Il gioco è fondamentale per il benessere socio-emotivo e cognitivo nei giovani. I tipi di giochi cambiano in base all'età. Nel passaggio dall'infanzia all'adolescenza il gioco offline, come ad esempio all’aperto nei parchi o campi sportivi, viene progressivamente sostituito da forme di gioco più sedentarie, come ad esempio i giochi da tavola e i videogiochi. Inoltre, i giovani di oggi sono la prima generazione a crescere con quello che può essere definito un gioco “ibrido”, ossia giocattoli collegati a Internet o giochi che usano la realtà aumentata.

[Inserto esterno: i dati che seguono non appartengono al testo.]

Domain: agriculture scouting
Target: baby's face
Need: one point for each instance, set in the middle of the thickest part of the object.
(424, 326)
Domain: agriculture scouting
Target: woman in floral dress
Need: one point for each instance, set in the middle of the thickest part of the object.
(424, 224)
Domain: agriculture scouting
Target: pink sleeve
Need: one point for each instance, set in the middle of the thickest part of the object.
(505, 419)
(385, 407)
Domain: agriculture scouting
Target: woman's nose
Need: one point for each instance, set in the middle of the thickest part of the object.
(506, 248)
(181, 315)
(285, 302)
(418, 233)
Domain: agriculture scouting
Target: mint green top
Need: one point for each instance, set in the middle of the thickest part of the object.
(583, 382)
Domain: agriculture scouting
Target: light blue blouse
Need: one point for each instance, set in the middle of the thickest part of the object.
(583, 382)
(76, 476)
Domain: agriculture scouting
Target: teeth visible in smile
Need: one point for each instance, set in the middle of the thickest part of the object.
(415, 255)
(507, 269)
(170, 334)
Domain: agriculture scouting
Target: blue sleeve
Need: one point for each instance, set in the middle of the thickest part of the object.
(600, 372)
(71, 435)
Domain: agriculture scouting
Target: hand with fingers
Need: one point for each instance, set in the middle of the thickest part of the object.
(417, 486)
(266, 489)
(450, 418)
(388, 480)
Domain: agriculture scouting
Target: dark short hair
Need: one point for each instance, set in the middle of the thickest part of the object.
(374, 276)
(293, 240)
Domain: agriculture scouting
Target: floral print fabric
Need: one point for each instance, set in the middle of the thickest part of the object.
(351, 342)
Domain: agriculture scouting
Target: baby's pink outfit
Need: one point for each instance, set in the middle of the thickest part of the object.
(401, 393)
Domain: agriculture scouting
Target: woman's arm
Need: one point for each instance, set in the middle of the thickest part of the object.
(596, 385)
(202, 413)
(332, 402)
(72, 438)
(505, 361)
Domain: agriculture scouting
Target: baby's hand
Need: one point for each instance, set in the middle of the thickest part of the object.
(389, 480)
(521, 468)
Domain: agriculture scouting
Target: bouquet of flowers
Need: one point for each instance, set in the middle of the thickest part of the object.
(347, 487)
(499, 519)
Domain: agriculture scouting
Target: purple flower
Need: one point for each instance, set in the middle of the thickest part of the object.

Alla luce di questi cambiamenti viene realizzato il progetto "Gioco Ibrido, Offline, e Online (GIOCO): Sviluppi e ruolo nel funzionamento socio-emotivo e cognitivo dei giovani", finanziato dal Fondo Nazionale Svizzero per la Ricerca, con lo scopo di studiare come i giovani giochino oggi e come il gioco sia correlato al loro funzionamento socio-emotivo e cognitivo.

Per rispondere a queste domande, il progetto usa un approccio di metodi misti che include quattro studi differenti svolti nella Svizzera italiana: Il primo studio è uno studio qualitativo basato su focus group per esplorare le tendenze recenti nel gioco ibrido, offline e online, le motivazioni che spingono al gioco e se le diverse forme di gioco sono spontanee o guidate dagli adulti. Il secondo studio consiste in un’analisi della letteratura per creare una mappa completa delle diverse modalità di gioco ibrido, offline e online che permette di contestualizzare i risultati dei focus group e sviluppare gli strumenti per il terzo studio. Il terzo studio è uno studio longitudinale in cui verrà somministrato un questionario online in tre momenti differenti durante l’arco di circa due anni per poter analizzare la relazione temporale tra gioco ibrido, offline e online e il funzionamento socio-emotivo e cognitivo, con particolare interesse alle differenze personali e contestuali. Infine, nel quarto studio verranno organizzati una serie d’incontri con giovani, genitori ed insegnanti con lo scopo di sviluppare, sulla base dei risultati ottenuti nei tre studi precedenti, raccomandazioni e una strategia d’intervento per promuovere forme di gioco appropriate per l'età e benefiche per il funzionamento socio-emotivo e cognitivo nei giovani.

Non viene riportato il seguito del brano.